20. The method of claim 16, wherein, in response to a detection that at least one additional RX path is present in the one or more measurements of the positioning reference signals, further comprising: indicating within the report that one or more additional RX paths are present in the measurement of the positioning reference signals, wherein the one or more additional RX paths are indicated within a first field associated for reporting the one or more additional RX paths; and providing the RX measurements associated with each receive chain of the plurality of the receive chains at the UE within a second field associated for reporting the RX measurements associated with each receive chain of the plurality of the receive chains at the UE.

21. The method of claim 20, wherein the first field comprises nr-AdditionalPathList-rl6, wherein the report comprising the one or more additional RX paths is included within the nr-AdditionalPathList-rl 6.

22. The method of claim 20, wherein a signal strength of the at least one additional RX path is less than a signal strength of a strong RX path, wherein the at least one additional RX path having the signal strength less than the strong RX path is not reported as a detected additional RX path.

23. The method of claim 20, wherein the at least one additional RX path is a far RX path based on time in comparison to a strong RX path, wherein the at least one additional RX path being the far RX path is not reported as a detected additional RX path, wherein a difference between the far RX path and the strong RX path is greater than Y seconds.

24. The method of claim 20, further comprising: refraining from reporting the at least one additional RX path as a detected additional RX path,

25. The method of claim 24, wherein the report includes RX measurements of each receive chain of the UE, wherein the RX measurements of each receive chain of the UE are based on at least one of time of arrival (TOA), signal to noise ratio (SNR), or a combination thereof.

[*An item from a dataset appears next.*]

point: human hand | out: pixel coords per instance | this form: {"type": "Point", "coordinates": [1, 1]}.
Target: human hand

26. The method of claim 24, wherein the report comprising the RX measurements of each receive chain of the UE is included within nr-AdditionalPathList-rl6.

27. The method of claim 20, further comprising: overwriting detection of the at least one additional RX path, wherein the report comprises the RX measurements of each receive chain of the UE, wherein the report comprising the RX measurements of each receive chain of the UE is included within nr- Additi onalPathLi st-r 16.

28. The method of claim 16, further comprising: receiving assistance data including configuration information to perform one or more measurements of the positioning reference signals.

29. An apparatus for wireless communication at a user equipment (UE), comprising: means for performing one or more measurements of positioning reference signals using each receive chain of a plurality of receive (RX) chains at the UE; and means for transmitting a report including RX measurements associated with each receive chain of the plurality of the receive chains at the UE.

30. A computer-readable medium storing computer executable code at user equipment (UE), the code when executed by a processor causes the processor to: perform one or more measurements of positioning reference signals using each receive chain of a plurality of receive (RX) chains at the UE; and transmit a report including RX measurements associated with each receive chain of the plurality of the receive chains at the UE.